(Reuters) – Biogen Inc’s shares surged as much as 32% on Wednesday after the drugmaker won a favorable U.S. patent ruling for its main multiple sclerosis drug Tecfidera in a battle with Mylan NV.

The Patent Trial and Appeal Board, an administrative court run by the U.S. Patent And Trademark Office, ruled that Mylan had failed to demonstrate that some claims were not patentable.

Tecfidera is Biogen’s top-selling drug, generating sales of $4.43 billion in 2019, or 30.8% of total revenue. It has been the drugmaker’s main growth driver since its launch in 2013.

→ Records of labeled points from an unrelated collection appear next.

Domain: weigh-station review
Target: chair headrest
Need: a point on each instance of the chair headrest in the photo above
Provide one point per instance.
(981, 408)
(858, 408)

“The stock will surely move higher on the headline news and even higher over time, as the decision today makes it easier for investors to own for Alzheimer’s later in 2020-21”, said Jefferies analyst Michael Yee.

Biogen, in a stunning reversal, in October revived plans to pursue an approval for its Alzheimer’s drug, aducanumab, months after deciding to scrap trials of the drug.

The company is “actively preparing for the potential launch of aducanumab with an initial focus on the United States,” Chief Executive Officer Michel Vounatsos said on the company’s earnings call last week.

An approval would make aducanumab the first drug for the memory-robbing disorder to hit the market.

While the ruling will extend Tecfidera’s patent into 2028, Wedbush analyst Laura Chico questioned the ability of the patent to withstand further challenges.

Mylan said it strongly disagreed with the decision and planned to pursue all options for appeal.

There will still likely be an appeal and also a separate generic litigation court case, Jefferies analyst Yee said.

Biogen’s shares were trading up about 17% at $332.36 in late afternoon trading after touching a high of $374.99.

At the session’s high, the company was valued at $67 billion, compared with $51.2 billion as of Tuesday close.